Embeddings are already extracted from the trained model.


In [None]:
# Embeddings are already available from training
print(f"User embeddings shape: {user_embeddings.shape}")
print(f"Item embeddings shape: {item_embeddings.shape}")


## Step 5: Build K-NN Index


In [None]:
# Build K-NN index for item embeddings
knn_model, idx_to_item = build_knn_index(
    item_embeddings=item_embeddings,
    item_mappings=mappings['item_to_idx'],
    n_neighbors=100
)


## Save Artifacts

Save the trained model artifacts for use in inference:


In [None]:
# Save model artifacts to S3 for Model Registry
s3_client = boto_session.client('s3')
mf_artifacts = {
    'mappings': mappings,
    'user_embeddings': user_embeddings,
    'item_embeddings': item_embeddings,
    'knn_model': knn_model,
    'idx_to_item': idx_to_item
}

# Save to S3
model_artifacts_key = f"mf-model-artifacts/mf_model_artifacts.pkl"
artifacts_buffer = io.BytesIO()
pickle.dump(mf_artifacts, artifacts_buffer)
artifacts_buffer.seek(0)
s3_client.upload_fileobj(artifacts_buffer, config['bucket'], model_artifacts_key)

model_artifacts_s3_uri = f"s3://{config['bucket']}/{model_artifacts_key}"
print(f"Model artifacts saved to S3: {model_artifacts_s3_uri}")
print(f"User embeddings shape: {user_embeddings.shape}")
print(f"Item embeddings shape: {item_embeddings.shape}")

## Step 6: Save Model to SageMaker Model Registry


In [None]:
# Save model to SageMaker Model Registry
model_name = "mf-retrieval-model"
model_package_group_name = "mf-retrieval-models"
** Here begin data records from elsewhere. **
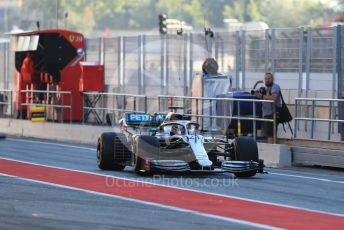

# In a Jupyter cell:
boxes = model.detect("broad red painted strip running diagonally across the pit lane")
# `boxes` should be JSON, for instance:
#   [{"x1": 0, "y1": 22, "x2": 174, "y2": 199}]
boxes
[{"x1": 0, "y1": 158, "x2": 344, "y2": 229}]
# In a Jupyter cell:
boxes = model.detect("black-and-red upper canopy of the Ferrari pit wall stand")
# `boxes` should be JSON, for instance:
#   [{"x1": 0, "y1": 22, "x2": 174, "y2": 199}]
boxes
[{"x1": 11, "y1": 30, "x2": 85, "y2": 82}]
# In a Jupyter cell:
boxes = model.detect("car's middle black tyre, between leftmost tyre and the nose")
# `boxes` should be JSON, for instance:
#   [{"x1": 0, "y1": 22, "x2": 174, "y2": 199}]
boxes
[{"x1": 133, "y1": 136, "x2": 159, "y2": 175}]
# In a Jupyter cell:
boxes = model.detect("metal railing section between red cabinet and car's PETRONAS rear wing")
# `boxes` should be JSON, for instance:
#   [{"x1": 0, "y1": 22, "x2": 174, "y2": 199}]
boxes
[{"x1": 82, "y1": 92, "x2": 148, "y2": 124}]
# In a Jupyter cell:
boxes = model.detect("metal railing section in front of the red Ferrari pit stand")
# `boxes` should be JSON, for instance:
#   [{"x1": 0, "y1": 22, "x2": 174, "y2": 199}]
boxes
[{"x1": 19, "y1": 90, "x2": 73, "y2": 124}]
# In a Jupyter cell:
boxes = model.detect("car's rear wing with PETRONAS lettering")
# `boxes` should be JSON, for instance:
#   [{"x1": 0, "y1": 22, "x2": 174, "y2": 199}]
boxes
[{"x1": 122, "y1": 113, "x2": 166, "y2": 127}]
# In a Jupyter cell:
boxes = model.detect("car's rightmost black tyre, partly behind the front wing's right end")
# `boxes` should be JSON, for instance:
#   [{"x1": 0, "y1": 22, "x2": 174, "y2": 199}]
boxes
[{"x1": 231, "y1": 137, "x2": 258, "y2": 177}]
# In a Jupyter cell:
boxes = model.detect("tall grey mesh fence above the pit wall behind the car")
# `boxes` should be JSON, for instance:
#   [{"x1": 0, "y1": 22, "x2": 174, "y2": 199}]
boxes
[{"x1": 0, "y1": 26, "x2": 343, "y2": 103}]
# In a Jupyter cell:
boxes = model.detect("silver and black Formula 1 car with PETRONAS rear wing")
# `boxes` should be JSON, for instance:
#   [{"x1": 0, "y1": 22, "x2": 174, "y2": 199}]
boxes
[{"x1": 97, "y1": 112, "x2": 264, "y2": 177}]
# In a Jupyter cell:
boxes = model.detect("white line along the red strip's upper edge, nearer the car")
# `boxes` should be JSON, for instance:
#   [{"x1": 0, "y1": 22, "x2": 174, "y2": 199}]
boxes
[{"x1": 0, "y1": 157, "x2": 344, "y2": 217}]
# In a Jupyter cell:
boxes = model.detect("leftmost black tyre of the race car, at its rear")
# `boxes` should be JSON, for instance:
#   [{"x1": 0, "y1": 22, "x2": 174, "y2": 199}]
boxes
[{"x1": 97, "y1": 132, "x2": 130, "y2": 171}]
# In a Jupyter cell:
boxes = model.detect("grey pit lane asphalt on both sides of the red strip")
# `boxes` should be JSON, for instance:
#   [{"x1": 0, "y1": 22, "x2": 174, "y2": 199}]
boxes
[{"x1": 0, "y1": 138, "x2": 344, "y2": 229}]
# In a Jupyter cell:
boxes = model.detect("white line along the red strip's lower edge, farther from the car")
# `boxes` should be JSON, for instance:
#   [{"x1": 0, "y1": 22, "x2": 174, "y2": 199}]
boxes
[{"x1": 0, "y1": 173, "x2": 282, "y2": 230}]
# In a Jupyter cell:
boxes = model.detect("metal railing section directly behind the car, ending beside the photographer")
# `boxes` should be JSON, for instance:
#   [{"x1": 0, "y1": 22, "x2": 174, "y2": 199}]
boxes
[{"x1": 158, "y1": 95, "x2": 277, "y2": 143}]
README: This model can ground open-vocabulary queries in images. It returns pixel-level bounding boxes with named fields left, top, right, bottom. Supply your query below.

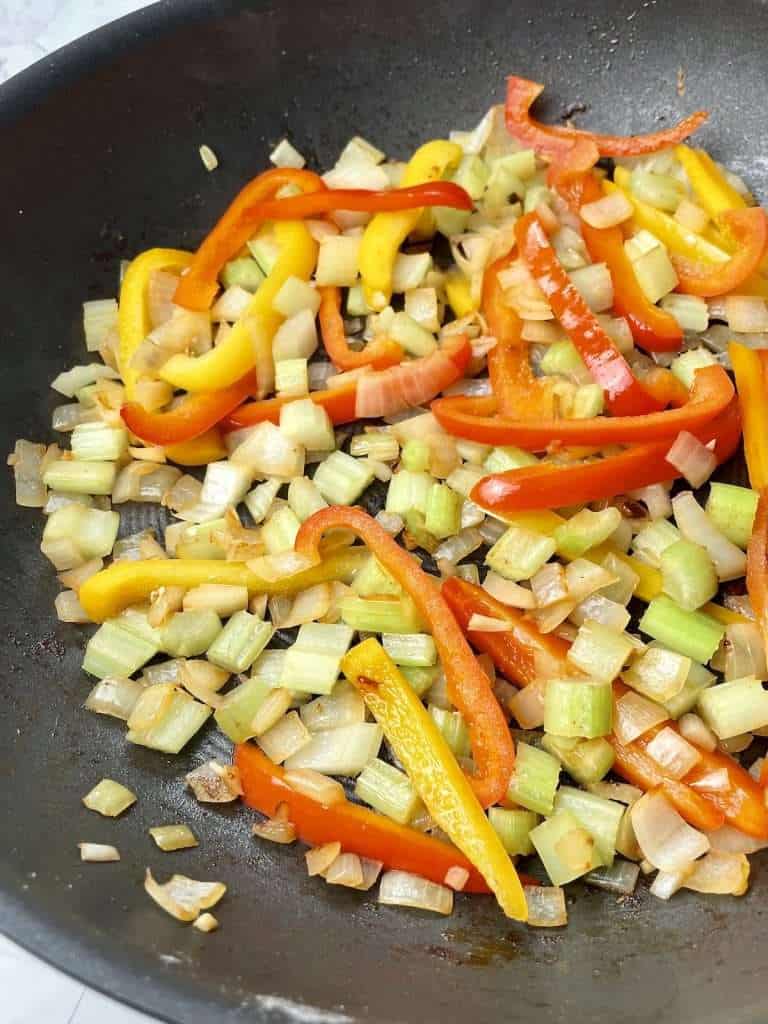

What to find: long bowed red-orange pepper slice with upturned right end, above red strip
left=432, top=367, right=733, bottom=452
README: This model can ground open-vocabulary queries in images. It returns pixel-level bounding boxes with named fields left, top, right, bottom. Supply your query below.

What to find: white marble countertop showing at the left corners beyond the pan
left=0, top=8, right=159, bottom=1024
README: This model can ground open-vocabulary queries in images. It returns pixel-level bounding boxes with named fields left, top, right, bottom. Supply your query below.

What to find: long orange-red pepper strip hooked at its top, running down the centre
left=295, top=506, right=515, bottom=807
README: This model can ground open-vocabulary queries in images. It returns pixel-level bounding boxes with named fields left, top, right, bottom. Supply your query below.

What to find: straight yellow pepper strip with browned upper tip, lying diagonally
left=342, top=639, right=527, bottom=921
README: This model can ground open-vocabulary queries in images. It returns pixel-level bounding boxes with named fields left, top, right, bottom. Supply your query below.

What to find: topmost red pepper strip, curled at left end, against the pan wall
left=506, top=75, right=709, bottom=163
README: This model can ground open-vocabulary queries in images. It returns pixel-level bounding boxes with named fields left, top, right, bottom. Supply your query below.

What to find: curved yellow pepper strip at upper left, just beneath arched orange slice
left=160, top=220, right=317, bottom=397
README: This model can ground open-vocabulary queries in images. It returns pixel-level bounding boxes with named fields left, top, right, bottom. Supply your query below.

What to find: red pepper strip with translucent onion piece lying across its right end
left=470, top=401, right=740, bottom=518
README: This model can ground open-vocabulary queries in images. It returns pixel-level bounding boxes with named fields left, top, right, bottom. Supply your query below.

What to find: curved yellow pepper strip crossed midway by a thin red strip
left=359, top=139, right=462, bottom=309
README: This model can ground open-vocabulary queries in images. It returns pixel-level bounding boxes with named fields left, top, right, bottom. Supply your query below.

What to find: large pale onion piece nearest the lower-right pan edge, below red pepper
left=630, top=792, right=710, bottom=871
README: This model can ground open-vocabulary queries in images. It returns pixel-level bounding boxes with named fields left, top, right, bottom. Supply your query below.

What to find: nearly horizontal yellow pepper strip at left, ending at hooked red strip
left=80, top=548, right=368, bottom=623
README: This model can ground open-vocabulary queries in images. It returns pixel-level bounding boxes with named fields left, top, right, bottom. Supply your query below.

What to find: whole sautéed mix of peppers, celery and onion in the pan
left=9, top=77, right=768, bottom=931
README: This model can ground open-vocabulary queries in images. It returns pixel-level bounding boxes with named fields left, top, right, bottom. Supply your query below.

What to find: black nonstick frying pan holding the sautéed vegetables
left=0, top=0, right=768, bottom=1024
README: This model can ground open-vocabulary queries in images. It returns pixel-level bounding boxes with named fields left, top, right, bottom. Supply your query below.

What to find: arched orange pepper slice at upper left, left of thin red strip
left=173, top=167, right=326, bottom=309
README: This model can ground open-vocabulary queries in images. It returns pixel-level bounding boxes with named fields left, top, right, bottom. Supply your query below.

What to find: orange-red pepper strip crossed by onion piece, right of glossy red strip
left=559, top=174, right=683, bottom=352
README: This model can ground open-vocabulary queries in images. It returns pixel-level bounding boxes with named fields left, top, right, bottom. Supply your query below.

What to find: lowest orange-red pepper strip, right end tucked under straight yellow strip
left=234, top=743, right=489, bottom=893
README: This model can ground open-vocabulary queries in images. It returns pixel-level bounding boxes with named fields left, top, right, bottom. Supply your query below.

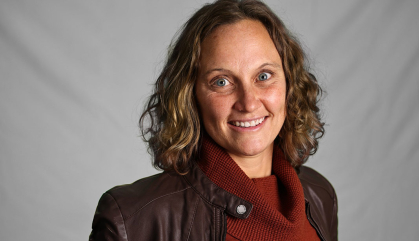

model_package_arn = save_mf_model_to_registry(
    model_artifacts_s3_uri=model_artifacts_s3_uri,
    model_name=model_name,
    model_package_group_name=model_package_group_name,
    role_arn=config['role_arn'],
    sagemaker_session=sagemaker_session,
    boto_session=boto_session,
    model_description="Matrix Factorization model for candidate retrieval in two-stage recommendation system"
)

print(f"Model registered: {model_package_arn}")

## Step 7: Generate and Store Candidates in DynamoDB


In [None]:
# Load full interactions for excluding already-interacted items
full_interactions_df = pd.read_parquet(
    "s3://recommendation-project-rapid/processed/all_beauty_dataset/",
    engine="pyarrow"
)

# DynamoDB table name (create this table first if it doesn't exist)
dynamodb_table_name = "user-candidates"  # Update with your table name

# Generate and store candidates in DynamoDB
store_candidates_in_dynamodb(
    user_embeddings=user_embeddings,
    item_embeddings=item_embeddings,
    user_mappings=mappings['user_to_idx'],
    idx_to_item=idx_to_item,
    interactions_df=full_interactions_df,
    dynamodb_table_name=dynamodb_table_name,
    boto_session=boto_session,
    k=100,  # Top 100 candidates per user
    batch_size=25  # DynamoDB batch write limit
)